The Cat Daddies – so named because the bands’ kids came from Lake Highlands elementary, junior high and high schools – play songs from the ’60s to the ’90s, and have even cut a CD.

“It started out as a way to give our kids a good time,” says Roger Esparza, drummer for the Cat Daddies.

“In October ’98, I was the Dad’s Club president at Lake Highlands Elementary, and I sent out a letter asking for dads who played an instrument to put together a band for the talent shows. After that, we never put down the instruments.

“We have met so many neat people, and our kids have a blast,” he says. “It is amazing how many kids like songs from the ’60s and ’70s.”

One of the bands – the PiT PoPs from the Lake Highlands High School Area Band Club – didn’t actually start out as a band and only recently played its first school gig at the Lake Highlands Evening of Jazz.
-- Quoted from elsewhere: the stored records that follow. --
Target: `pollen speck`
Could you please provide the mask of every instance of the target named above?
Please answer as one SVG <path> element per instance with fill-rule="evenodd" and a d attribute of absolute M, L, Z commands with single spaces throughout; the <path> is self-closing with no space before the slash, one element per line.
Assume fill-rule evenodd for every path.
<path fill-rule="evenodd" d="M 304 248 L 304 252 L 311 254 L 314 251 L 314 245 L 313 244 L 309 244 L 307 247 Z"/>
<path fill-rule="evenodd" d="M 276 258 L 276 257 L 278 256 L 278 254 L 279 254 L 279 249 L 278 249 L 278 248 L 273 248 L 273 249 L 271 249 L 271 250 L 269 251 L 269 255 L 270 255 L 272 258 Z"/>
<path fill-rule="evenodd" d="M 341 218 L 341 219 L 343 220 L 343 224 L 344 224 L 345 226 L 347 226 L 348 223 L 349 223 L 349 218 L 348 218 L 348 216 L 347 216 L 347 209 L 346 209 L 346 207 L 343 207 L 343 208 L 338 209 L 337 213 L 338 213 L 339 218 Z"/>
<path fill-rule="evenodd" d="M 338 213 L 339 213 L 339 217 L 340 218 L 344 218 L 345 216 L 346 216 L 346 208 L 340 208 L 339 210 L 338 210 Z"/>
“We got our names because we load the pit at the football game for the band,” says Bruce Dunai, a harmonica player for the PiT PoPs, referring to the dads who load and set up the pit area band equipment.

“There is a lot of not only the musical part but a lot of fun fellowship as well. We talk about what is going on with our kids and the band,” Dunai says. “We enjoy jamming as much as anything else.”
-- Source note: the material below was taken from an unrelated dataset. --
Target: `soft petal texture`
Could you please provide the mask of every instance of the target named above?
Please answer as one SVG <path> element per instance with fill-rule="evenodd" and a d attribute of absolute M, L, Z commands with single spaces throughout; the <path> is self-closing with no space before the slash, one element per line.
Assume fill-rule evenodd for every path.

While everyone in the band has a musical background, Dunai says the PiT PoPs also claim music professionals such as Roger Holmes, a professional tenor saxophone player, or Jon Wolfert, a radio jingle writer and producer.

“These guys are some great musicians. We have a pretty eclectic group with quite a band background,” Dunai says.

And what do the spouses of these musicians think of the sometimes weekly (and noisy) practices?

“It’s fun to see the excitement these guys have to be able to have the opportunity to play music with other guys,” Carol Dunai says.

“He is a perpetual kid,” laughs Crysta Jones when asked about her husband’s involvement with the Merriman Park Pops.

Inevitably, there is now talk of a battle of the bands – perhaps a Woodstock in Lake Highlands.

“We would like to do a benefit or something like that,” says Dunai, who came up with the idea. “We would like to get four or five bands together.”

While the idea needs someone with the time and expertise to organize a musical contest, the musicians seem willing.

“We are willing to step in,” Fletcher says. “We’re ready. Bring it on.”